Por: José Alberto López Álvarez, Profesor de Castellano
Miro a través de mi ventana. La tenue luz de este atardecer de abril, gris y mortecina, se cuela por las hojas y ramas del árbol del jardín. Sus hojas caen, leves, con movimiento ondulante y de expiración hasta tocar tierra y quedar ahí, quietas, formando la hojarasca como símbolo de completitud del ciclo de una vida. Pienso entonces en otros tiempos. No sé por qué me imagino el primer otoño del mundo, el primer beso otoñal de despedida, la primera lágrima de amor. El otoño y sus hojas me fugan hasta otros tiempos, cuando el hombre, según las mitologías, convivía con los dioses, con una visión omnipresente, cuando los ancianos eran respetados y protegidos, cuando las féminas, naturalmente hermosas e imaginativas, como rosas blancas, eran las almas gemelas de los hombres, cuando la palabra se sostenía por ella misma, con sinceridad profunda, sin necesitad de grabaciones, videos, ni medio de verificación concreto. Tiempos de cerebro y corazón, de razón y ternura. Y es que todo cae, como las hojas otoñales del árbol; pero esta sutil caída otoñal también me recuerda que la naturaleza tiene ciclos, que el hombre aún no ha descubierto al universo en su totalidad y que ciertamente viene un renacimiento de todo aquello que hace digna la existencia.

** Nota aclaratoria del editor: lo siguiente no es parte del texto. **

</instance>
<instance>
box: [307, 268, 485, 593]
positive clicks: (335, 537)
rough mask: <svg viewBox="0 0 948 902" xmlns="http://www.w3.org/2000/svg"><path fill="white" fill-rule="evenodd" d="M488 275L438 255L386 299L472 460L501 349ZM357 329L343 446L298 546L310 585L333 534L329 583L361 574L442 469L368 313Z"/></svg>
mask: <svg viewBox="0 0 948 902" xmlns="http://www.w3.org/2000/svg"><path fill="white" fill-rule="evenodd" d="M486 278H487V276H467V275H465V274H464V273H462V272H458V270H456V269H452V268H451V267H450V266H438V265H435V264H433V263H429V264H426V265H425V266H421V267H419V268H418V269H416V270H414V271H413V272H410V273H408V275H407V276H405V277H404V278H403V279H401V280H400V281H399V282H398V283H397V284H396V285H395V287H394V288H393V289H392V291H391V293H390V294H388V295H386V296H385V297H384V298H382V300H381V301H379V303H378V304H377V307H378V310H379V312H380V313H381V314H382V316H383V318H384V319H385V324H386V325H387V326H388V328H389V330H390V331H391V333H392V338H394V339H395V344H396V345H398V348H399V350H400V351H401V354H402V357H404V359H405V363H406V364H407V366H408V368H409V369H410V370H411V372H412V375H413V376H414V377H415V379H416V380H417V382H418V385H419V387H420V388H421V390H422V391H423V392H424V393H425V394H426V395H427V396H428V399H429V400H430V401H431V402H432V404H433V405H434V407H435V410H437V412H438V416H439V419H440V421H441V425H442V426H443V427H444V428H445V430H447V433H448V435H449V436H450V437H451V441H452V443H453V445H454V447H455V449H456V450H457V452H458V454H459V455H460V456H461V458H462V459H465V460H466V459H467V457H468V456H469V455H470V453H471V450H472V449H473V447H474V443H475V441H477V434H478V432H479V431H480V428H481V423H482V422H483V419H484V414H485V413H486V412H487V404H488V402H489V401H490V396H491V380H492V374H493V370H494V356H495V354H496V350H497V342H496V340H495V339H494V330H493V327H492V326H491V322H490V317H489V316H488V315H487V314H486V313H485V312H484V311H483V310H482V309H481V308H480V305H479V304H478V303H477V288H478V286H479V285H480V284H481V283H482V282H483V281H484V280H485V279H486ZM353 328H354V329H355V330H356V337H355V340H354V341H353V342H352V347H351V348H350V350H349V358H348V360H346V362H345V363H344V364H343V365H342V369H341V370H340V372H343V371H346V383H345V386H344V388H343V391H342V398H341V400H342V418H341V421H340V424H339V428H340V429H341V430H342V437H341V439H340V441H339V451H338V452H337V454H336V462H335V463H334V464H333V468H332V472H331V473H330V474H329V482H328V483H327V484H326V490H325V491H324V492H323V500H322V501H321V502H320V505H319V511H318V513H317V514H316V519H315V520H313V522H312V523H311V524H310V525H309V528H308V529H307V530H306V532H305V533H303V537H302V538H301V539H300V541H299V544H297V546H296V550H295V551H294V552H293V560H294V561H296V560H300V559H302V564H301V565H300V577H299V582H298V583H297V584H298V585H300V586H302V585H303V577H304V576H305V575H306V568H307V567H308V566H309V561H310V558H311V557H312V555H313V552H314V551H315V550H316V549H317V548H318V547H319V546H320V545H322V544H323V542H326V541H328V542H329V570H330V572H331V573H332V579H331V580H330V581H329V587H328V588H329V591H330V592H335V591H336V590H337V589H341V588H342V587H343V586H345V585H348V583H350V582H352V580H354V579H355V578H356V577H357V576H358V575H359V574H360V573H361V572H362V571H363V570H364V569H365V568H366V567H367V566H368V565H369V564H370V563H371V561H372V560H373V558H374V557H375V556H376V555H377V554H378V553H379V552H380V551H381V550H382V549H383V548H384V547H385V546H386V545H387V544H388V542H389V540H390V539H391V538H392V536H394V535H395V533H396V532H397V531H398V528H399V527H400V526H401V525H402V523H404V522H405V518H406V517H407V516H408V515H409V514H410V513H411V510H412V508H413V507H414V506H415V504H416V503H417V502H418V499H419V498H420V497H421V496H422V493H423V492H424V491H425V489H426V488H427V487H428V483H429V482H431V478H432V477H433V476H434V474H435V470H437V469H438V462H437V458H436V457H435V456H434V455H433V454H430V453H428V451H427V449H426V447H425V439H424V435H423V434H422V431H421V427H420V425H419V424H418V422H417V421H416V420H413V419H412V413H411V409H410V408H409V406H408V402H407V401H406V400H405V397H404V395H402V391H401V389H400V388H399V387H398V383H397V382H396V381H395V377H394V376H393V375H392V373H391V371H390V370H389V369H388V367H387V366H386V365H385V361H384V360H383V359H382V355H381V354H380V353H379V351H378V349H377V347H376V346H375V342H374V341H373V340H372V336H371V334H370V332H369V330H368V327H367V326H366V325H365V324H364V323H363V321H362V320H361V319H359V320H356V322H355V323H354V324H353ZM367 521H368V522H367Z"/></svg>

La hojarasca de mi jardín me recuerda que toda la naturaleza hierve en fertilidad y que aquello que ahora es desintegración, mañana será esplendor. Sí, con la muerte del capullo vendrá el despertar de la mariposa, signos de que una inteligencia omnisciente y plenamente consciente perpetúa la creación no obstante la inconsciencia humana; pero, aún siendo hijo de las estrellas, desde mi finitud humana, el ocaso otoñal cae en mi alma con una melancolía. Y es que nunca una transición de estación tuvo tanta poesía, ni tanto dramatismo, ni tanta sensación de una despedida. Recuerdo el ulular de la Mariposa de Otoño de Neruda: “Hoy una mano de congoja llena de otoño el horizonte y hasta de mi alma caen hojas”. ¡Qué hermoso crudo testimonio del pasar del tiempo! También se me viene a la memoria palabras de “Otoño” de Juan Ramón Jiménez: “Que noble paz en este alejamiento de todo: oh prado bello que deshojas tus flores”, ¡Qué magistral pincelada en el gran lienzo otoñal, empapado por ese sentimiento de aislamiento y reclusión espiritual, ese bendito beatus ille que rodeó al poeta durante toda su vida!
En estas divagaciones, recuerdo que el día se acuesta más temprano y que la noche, en su afán de conquistadora silenciosa de los minutos y horas, deja caer ya su manto sobre el jardín. Ahora se oye menos vida, menos retazos de ruido cotidiano, menos afán de cosas de un mundo ruidoso; es momento de guarecerse, tomar asiento y dejar, quizás soñado, pasar la vida.